Flight cancellations caused by August's terror alert cost British Airways (BA) £40m ($75.9m), the airline has said.
Heightened security measures caused widespread disruption
BA said it had to cancel 1,280 flights between 10 and 17 August. The £40m bill also includes higher costs of hotels, catering and recovering baggage.
Security measures, introduced after police disrupted an alleged plot to blow up planes, led to cancellations and lengthy delays for air travellers.
BA said since the disruption there had been "some impact" on forward bookings.
However, overall passenger numbers were still up in August compared with last year, rising 1.5% to 3.15 million.
The £40m cost is equivalent to about a fifth of BA's pre-tax profits for the April to June period of £195m.

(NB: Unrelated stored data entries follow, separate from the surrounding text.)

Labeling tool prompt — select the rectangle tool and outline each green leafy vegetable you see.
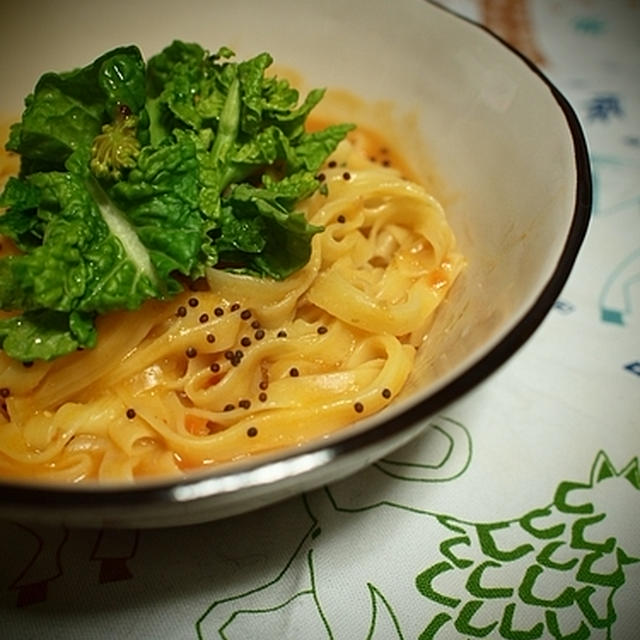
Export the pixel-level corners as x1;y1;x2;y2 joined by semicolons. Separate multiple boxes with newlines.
0;41;354;362
90;107;141;180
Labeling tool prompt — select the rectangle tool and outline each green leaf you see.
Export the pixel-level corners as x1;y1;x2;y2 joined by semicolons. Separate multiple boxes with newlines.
266;87;326;140
210;74;241;167
237;52;273;136
97;48;147;115
292;123;356;172
109;134;204;281
219;181;323;279
146;40;206;98
0;40;353;361
0;136;202;314
0;310;91;362
262;170;322;205
0;177;43;250
7;46;146;174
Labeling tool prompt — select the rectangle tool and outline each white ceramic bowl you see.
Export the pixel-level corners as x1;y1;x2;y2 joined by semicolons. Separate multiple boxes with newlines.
0;0;590;527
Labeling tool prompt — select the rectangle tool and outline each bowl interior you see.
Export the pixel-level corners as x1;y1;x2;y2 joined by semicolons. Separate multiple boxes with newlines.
0;0;588;525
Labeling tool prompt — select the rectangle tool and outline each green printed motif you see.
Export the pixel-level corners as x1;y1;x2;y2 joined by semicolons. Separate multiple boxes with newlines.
599;246;640;326
196;418;639;639
416;452;640;639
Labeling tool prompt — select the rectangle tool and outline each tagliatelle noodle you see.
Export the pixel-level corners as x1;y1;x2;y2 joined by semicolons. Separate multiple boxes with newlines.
0;131;464;484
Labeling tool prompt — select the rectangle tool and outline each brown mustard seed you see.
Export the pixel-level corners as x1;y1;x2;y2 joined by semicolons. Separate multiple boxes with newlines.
240;309;252;320
277;330;287;338
337;214;346;223
230;302;241;312
224;350;235;360
289;367;299;377
317;325;328;335
238;399;251;409
241;337;251;347
328;160;337;168
251;320;260;329
126;408;136;419
22;361;33;368
254;329;265;340
176;305;187;317
247;427;258;437
259;381;269;390
214;307;224;317
186;347;198;358
223;404;235;412
188;297;199;307
0;388;10;398
316;172;326;181
258;392;267;402
206;333;216;343
210;363;220;373
354;402;364;413
382;388;392;399
199;313;209;323
342;171;351;180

The alert led to significantly tighter security measures at airports with travellers restricted to one clear plastic bag as carry on luggage - holding little more than their passport and tickets.
No food or drink was allowed on board and mothers were forced to taste bottles of baby milk to show it was safe.

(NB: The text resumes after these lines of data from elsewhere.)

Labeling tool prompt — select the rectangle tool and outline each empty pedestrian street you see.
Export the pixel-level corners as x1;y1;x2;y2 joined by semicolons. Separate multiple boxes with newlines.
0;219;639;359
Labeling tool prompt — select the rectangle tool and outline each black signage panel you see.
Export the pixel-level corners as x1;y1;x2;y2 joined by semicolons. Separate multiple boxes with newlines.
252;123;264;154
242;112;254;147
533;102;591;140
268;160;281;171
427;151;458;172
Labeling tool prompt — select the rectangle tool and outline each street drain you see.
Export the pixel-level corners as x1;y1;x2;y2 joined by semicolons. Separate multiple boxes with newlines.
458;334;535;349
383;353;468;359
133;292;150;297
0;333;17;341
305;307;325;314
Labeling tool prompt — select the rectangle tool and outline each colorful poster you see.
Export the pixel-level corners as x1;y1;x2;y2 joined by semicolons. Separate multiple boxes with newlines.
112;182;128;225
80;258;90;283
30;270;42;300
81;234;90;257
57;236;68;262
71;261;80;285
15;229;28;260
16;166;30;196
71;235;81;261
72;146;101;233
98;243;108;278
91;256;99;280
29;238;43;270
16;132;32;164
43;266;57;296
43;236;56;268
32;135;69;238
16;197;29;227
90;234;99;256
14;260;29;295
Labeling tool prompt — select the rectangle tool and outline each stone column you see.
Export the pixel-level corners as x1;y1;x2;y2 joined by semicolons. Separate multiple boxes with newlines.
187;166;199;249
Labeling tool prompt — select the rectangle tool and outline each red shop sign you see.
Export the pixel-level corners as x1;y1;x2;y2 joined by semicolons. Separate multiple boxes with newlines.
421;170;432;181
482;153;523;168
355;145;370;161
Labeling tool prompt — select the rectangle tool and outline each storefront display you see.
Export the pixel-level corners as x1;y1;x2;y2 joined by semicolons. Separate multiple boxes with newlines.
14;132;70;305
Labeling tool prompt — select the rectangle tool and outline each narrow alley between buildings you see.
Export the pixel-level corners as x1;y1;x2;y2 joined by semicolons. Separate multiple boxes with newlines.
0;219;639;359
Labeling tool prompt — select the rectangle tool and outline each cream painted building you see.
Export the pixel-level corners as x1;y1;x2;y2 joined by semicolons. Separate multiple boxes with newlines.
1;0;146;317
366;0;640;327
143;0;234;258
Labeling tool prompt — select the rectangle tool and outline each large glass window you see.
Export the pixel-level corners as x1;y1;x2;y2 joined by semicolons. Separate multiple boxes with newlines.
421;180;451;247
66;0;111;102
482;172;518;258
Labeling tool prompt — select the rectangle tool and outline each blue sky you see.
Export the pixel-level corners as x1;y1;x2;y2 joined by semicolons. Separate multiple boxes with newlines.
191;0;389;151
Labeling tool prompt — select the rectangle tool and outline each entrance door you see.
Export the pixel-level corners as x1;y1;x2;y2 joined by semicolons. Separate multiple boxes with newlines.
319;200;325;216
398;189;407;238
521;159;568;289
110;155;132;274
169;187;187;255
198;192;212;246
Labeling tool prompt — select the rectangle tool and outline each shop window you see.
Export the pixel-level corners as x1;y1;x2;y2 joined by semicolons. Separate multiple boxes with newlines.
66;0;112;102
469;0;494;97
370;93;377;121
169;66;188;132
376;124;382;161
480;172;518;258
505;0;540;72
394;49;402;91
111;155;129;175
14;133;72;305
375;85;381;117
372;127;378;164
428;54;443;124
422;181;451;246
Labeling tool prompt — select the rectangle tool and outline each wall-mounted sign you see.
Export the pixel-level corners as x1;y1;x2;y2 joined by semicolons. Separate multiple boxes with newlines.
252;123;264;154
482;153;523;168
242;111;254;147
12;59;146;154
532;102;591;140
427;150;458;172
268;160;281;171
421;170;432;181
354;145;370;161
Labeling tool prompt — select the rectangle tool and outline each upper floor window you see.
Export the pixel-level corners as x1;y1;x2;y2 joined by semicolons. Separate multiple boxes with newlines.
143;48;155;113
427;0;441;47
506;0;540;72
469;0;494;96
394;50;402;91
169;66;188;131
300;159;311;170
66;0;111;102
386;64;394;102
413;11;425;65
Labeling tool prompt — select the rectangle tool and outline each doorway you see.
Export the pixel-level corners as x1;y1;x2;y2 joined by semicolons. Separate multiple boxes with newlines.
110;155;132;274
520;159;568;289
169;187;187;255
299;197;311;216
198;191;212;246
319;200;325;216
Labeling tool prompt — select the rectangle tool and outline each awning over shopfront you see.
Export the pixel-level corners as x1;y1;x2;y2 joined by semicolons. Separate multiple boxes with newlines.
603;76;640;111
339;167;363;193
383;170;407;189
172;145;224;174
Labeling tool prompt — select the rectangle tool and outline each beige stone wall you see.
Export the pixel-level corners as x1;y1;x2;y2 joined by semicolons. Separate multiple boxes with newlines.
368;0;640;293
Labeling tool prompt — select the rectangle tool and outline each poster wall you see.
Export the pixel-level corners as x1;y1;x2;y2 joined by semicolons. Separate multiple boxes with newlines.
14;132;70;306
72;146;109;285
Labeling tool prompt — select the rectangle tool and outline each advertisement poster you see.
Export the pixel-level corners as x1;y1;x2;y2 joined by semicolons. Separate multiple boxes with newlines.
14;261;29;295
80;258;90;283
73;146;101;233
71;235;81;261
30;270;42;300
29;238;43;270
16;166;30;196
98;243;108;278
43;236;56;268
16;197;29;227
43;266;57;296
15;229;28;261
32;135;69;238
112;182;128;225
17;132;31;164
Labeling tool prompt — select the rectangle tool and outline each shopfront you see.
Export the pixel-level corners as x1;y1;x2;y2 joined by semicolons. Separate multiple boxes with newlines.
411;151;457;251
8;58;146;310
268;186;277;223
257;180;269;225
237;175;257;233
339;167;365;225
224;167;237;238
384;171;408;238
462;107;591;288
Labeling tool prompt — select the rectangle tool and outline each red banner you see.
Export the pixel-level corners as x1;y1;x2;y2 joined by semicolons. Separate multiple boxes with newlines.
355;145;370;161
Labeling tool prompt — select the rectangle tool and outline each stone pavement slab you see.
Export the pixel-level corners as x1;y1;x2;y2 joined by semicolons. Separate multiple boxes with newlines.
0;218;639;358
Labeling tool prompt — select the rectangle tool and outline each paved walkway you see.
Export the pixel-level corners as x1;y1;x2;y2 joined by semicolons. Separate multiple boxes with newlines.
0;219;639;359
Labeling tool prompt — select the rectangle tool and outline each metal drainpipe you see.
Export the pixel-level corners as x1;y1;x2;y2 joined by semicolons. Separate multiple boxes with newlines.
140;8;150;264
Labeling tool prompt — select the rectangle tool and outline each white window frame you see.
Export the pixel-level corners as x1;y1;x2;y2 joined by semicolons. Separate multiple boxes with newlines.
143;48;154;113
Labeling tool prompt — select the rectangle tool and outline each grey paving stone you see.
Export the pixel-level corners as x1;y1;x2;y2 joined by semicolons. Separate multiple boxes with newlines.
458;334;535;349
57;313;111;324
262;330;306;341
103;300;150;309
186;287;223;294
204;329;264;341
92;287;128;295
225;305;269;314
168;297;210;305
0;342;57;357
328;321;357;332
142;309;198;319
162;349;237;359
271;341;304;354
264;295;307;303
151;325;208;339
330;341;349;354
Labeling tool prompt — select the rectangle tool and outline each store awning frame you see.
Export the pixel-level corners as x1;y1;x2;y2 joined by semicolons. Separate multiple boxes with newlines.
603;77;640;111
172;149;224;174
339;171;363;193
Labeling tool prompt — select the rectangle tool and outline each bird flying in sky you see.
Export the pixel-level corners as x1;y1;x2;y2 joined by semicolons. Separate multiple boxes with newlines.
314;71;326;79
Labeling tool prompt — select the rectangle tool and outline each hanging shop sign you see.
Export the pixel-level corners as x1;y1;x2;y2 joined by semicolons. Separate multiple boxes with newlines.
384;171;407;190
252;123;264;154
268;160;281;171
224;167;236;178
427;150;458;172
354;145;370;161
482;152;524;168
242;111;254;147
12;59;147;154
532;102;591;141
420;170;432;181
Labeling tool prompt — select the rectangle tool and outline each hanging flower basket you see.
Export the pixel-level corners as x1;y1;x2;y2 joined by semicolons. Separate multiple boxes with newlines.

Since the alert, rules have relaxed slightly, with passengers allowed to take one item of hand luggage on board, no bigger than a case for a laptop computer.

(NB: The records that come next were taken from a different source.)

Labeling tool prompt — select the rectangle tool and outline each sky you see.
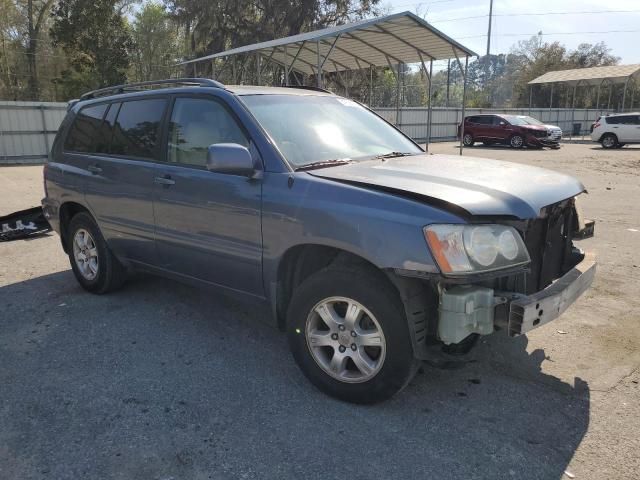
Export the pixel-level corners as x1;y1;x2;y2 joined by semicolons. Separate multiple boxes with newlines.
384;0;640;67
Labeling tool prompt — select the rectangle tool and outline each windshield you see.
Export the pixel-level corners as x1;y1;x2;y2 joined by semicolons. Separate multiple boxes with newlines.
505;115;543;126
521;116;544;125
240;94;422;168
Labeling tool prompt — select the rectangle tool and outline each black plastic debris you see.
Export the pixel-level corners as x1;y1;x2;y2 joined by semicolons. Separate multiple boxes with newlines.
0;206;52;241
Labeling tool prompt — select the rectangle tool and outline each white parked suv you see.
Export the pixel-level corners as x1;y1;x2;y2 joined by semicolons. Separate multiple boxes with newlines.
591;113;640;148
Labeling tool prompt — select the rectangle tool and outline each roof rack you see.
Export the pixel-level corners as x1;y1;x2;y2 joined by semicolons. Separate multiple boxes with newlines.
282;85;333;94
79;78;225;101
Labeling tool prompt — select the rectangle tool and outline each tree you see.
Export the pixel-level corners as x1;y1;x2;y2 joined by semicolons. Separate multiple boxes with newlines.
50;0;133;98
22;0;56;99
130;2;179;82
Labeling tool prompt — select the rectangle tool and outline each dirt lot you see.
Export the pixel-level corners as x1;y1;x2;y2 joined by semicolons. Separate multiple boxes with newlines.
1;142;639;480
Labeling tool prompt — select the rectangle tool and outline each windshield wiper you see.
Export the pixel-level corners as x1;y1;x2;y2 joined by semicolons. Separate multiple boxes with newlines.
373;151;415;160
295;159;353;171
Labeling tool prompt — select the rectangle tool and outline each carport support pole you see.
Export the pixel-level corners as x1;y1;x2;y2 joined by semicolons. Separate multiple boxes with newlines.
284;44;289;86
459;56;468;156
528;85;532;113
549;83;554;110
369;65;373;106
316;40;323;88
607;83;612;111
622;77;629;112
427;59;434;151
596;82;602;112
571;82;578;139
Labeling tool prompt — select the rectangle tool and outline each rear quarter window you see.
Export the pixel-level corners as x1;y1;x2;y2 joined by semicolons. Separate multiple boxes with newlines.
64;104;108;153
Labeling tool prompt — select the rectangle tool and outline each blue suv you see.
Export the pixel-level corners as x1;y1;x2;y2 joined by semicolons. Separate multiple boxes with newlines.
43;79;595;403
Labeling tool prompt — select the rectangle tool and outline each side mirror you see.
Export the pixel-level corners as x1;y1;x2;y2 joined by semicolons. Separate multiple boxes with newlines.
206;143;256;177
499;121;506;126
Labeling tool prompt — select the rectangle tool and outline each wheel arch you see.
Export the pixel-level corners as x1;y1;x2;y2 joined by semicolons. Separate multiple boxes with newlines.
274;243;434;358
58;202;93;253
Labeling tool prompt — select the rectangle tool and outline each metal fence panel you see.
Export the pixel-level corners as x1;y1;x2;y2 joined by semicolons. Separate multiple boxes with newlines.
0;101;67;164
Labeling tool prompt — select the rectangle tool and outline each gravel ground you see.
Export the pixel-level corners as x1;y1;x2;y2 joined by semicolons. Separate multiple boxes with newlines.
1;142;639;480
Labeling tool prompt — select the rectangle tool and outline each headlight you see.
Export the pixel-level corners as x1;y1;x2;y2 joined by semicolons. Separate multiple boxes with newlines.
424;224;530;275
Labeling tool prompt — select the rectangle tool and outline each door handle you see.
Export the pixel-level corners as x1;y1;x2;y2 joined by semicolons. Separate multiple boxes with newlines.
87;164;102;175
154;175;175;186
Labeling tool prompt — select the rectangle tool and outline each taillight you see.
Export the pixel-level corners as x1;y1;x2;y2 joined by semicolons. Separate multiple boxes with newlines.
593;122;601;129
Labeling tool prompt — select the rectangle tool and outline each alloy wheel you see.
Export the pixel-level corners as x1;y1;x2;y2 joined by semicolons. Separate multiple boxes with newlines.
72;228;99;281
305;296;386;383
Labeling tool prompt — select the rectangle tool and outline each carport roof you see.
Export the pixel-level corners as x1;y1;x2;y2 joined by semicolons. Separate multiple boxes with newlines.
177;11;477;75
528;64;640;86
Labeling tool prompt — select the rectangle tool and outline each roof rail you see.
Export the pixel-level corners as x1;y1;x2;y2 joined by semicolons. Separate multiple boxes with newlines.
79;78;225;101
283;85;333;94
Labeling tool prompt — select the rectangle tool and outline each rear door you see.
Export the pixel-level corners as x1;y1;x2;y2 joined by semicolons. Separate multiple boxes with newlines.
82;97;168;264
152;95;264;296
616;115;640;142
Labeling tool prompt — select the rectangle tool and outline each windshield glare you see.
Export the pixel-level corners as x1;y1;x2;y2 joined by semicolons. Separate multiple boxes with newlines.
240;94;422;167
506;115;543;126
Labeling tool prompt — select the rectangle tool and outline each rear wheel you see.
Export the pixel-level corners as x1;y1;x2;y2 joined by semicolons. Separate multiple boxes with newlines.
510;134;524;149
601;133;617;149
287;265;418;404
462;133;474;147
67;212;127;294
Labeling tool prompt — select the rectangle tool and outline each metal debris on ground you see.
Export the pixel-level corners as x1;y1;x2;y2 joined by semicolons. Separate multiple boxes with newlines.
0;207;51;241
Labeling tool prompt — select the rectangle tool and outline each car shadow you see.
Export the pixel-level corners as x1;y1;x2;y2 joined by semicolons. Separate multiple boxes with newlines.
0;270;589;480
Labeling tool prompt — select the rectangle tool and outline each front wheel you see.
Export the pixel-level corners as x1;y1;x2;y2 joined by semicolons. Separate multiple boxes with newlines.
510;134;524;148
287;265;418;404
462;133;474;147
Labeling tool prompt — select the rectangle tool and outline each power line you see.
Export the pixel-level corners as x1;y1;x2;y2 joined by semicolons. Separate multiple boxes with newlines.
457;29;640;40
426;9;640;24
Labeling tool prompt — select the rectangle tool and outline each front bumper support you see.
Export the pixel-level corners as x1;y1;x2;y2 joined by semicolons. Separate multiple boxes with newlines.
502;252;596;336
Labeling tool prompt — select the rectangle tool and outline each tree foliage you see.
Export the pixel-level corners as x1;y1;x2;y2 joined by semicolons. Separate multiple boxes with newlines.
50;0;133;98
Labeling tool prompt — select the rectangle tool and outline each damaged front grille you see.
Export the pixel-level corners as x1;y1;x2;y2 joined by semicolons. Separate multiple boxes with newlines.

Airlines have claimed the measures have dented sales and passenger numbers, while no-frills group Ryanair has launched legal action to sue the government for £3.3m for losses it says it incurred because of tighter aviation security.
Meanwhile, BA said passenger load factor - which measures how well-filled its planes are - fell to 77.8% from 77.9% in August last year.
Looking ahead, the airline added that while underlying market conditions remain good, "visibility" was limited as it emerged from the issues surrounding August's alert.